Перед судом над Бурцевым Азеф написал Савинкову длинное письмо, в котором незаметно подсказывал ему, для его речи на суде, все доводы в свою защиту. По тонкости диалектики это письмо сделало бы честь лучшему адвокату. Начиналось оно словами: «Дорогой мой. Спасибо тебе за твое письмо. Оно дышит теплотой и любовью. Спасибо, дорогой мой». Есть и такая фраза: «Противно все это писать. Но вместе с тем меня и смех разбирает. Уж больно смешон Бурцев…» Очень может быть, что Азефа и в самом деле разбирал смех, — когда он себе представлял, с каким волнением Савинков будет читать это письмо.
Настоящего внутреннего мира у Азефа, быть может, вовсе и не было. Было что-то довольно бесформенное, включавшее в себя любовь к риску, любовь к деньгам, любовь к ролям, в особенности к ролям трогательным. Человек, очень хорошо его знавший, говорил мне, что Азеф всегда был «слаб на слезы». Я думаю, он не только в отношениях с Муши, но и в своей ужасной двойной жизни чувствовал себя порою «единственным бедным зайчиком». Все это было окрашено цинизмом, — впрочем, очень легким. Могла быть и мания величия, тоже очень легкая. В тюрьме он читал Штирнера «Единственный и его достояние»: вероятно, он себе казался единственным и в штирнеровском смысле. По-своему, он «единственным» и был: очень трудно себе представить более совершенный образец морального идиотизма, при немалом житейском уме, при огромной выдержке. Никакие сомнения его не тревожили: он и без борьбы обрел право свое.

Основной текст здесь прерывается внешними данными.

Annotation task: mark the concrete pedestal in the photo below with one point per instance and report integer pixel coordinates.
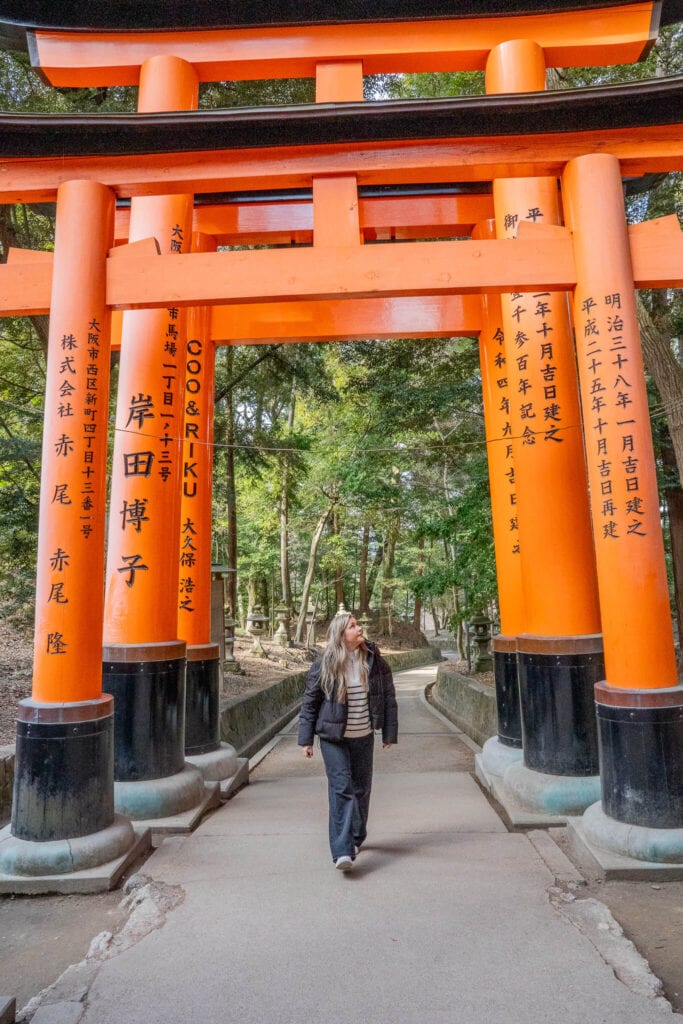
(224, 767)
(85, 864)
(616, 850)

Говорили мне, что этот человек, — переходная ступень к удаву, — очень любил музыку, музыку кабаков и кафе-концертов: слушал будто бы с умилением и восторгом. Может быть, немного и дурел, как змеи от флейты?
Здоровье Азефа сдало в годы войны и тюремного заключения. Вероятно, на нем отразилось недоедание тех лет, весьма серьезное в Германии. У него развилась болезнь почек, осложнившаяся болезнью сердца. В апреле 1918 г. он слег в больницу (Krankenhaus Westens). Через несколько дней, 24 апреля, в 4 часа пополудни, Азеф умер.
Верная немка похоронила его, по второму разряду, на Вильмерсдорфском кладбище. Надписи на могиле нет никакой, во избежание неприятностей («вот рядом тоже русские лежат»). Есть только номер места: 446.